We can not on a easy way compare 10% Depth of Discharge (DoD) cycles with 33% or 55% or 70% DoD.
Batteryuniversity.com has at least one chart showing “stress cycles” which does not use FCE (at least per the information, even the research report from which the pucture is taken is unclear on that point.
A stress cycle chart can nit be used to directly compare what is best, as each cycle has a very different energy content.
That chart needs to be converted to FCE to be useful.
Here is a chart on Panasonic 18650 NCA, close to Teslas most used cell chemistry.
The 4.2V chart is cycled 4.2-2.5V, which is 100% DoD. The battery hold up for about 650 cycles at low load (before reaching 80% capacity) also 650 FCE as the DoD is 100%.
The 4.0V chart shows that it holds about 1000 FCE, which is in this case is 1250 cycles (1000/0.8) as 4.0-2.5V is 80% DoD.
We can not directly compare the cycles but the FCE can be compared as one FCE is the same as a 100% DoD.

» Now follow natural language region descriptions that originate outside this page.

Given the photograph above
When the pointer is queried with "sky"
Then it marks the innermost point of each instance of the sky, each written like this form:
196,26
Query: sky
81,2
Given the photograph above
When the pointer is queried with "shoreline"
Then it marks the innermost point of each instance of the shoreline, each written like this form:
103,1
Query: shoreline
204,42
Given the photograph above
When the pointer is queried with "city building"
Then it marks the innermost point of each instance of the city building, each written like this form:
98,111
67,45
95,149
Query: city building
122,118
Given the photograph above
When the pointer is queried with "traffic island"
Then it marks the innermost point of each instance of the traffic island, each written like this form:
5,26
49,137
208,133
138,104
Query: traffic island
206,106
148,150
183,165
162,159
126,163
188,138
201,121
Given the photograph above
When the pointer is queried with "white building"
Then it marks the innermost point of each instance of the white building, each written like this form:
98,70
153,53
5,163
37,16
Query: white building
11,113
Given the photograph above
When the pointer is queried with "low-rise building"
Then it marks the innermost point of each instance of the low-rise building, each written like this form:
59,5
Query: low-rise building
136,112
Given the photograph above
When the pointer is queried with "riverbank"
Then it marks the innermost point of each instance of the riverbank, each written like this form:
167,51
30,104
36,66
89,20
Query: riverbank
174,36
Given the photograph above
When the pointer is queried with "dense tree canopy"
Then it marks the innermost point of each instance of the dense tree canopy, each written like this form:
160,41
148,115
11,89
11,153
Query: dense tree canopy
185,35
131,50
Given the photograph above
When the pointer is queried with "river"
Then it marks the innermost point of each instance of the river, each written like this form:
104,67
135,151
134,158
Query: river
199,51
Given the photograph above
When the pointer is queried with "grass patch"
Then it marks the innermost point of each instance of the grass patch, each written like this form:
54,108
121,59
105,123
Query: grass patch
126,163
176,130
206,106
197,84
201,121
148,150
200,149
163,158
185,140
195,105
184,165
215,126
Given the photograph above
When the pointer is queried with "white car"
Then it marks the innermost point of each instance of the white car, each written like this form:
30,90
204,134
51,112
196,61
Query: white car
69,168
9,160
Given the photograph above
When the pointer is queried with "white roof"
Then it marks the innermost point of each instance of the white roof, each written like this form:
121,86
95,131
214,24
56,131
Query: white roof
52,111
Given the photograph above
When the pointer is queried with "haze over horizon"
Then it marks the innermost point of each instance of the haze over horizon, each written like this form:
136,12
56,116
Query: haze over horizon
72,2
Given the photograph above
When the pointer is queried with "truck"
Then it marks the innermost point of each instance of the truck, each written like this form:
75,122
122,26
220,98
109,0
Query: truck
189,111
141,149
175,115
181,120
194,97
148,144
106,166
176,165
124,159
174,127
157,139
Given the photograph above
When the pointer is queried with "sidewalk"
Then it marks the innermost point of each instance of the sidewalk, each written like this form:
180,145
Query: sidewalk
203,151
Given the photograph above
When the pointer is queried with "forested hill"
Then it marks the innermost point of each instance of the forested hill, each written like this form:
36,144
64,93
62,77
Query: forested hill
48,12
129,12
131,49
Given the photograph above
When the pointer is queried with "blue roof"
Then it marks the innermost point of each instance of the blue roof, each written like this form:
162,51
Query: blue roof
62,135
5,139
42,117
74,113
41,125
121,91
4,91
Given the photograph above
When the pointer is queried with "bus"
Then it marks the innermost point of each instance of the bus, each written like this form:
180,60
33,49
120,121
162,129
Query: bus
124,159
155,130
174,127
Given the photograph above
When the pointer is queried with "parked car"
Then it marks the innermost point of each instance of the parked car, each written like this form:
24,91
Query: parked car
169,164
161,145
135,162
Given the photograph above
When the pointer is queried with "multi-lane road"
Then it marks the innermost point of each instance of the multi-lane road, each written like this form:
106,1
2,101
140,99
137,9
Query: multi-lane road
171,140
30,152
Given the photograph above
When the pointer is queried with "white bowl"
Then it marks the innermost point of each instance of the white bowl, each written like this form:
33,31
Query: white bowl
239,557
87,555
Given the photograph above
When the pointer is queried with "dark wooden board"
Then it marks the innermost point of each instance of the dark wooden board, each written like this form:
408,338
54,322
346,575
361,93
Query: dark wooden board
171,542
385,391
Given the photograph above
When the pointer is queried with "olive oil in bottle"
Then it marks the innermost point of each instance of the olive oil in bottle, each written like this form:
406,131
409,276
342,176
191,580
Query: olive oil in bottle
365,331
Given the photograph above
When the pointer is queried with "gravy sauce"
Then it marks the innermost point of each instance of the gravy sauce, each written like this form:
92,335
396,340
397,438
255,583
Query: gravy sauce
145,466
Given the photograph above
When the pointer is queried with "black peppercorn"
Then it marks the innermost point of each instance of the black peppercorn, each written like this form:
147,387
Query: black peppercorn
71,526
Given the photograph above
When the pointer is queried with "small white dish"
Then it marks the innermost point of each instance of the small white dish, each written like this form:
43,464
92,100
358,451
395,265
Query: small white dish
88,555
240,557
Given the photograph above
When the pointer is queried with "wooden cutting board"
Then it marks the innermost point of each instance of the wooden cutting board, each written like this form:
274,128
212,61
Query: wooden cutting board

With 100% cycles a car could hold about 650 x 400* km = 260.000km.
With the 80% DoD we get 1000x400* km, 400.000km.
(400 km is about what we get in true range for a 100-0% drive, in this example).
If we use “cycles” we can not see this correctly in the chart and it is a big chance that we misinterpret the chart, like that chart used in batteryuniverse.com.
My present thinking is a cycle is best thought of as the number of times the battery is charged as this is when its state is altered (what we're counting), heat comes up, voltage comes up to optimum (or not), and etc. I've bumped in articles with DoD and charge cycles analyzed that are only 10% apart, so...
Nope, thats not the way to handle cycles.
If you look at charts with FCE you will find that small cycles wear much less than large cycles.
At 10% DoD and low SOC many lithium batteries can do 5000-10000 FCE, thats 50.000 to 100.000 cycles.
All this suggests if you can put together 2 or 3 days and not charge at all then do that. Don't increase above 70% to get there, and make certain you leave a pretty solid "Oops" buffer. For my use a 20% minimum and 70% gives a 50% operating range between charges.
This will not cause the lowest degradation.
Read tge above statement about low SOC, low SOC range and small cycles.
There is not danger going below 20% with lithium ion batteries, that part is (also) a myth.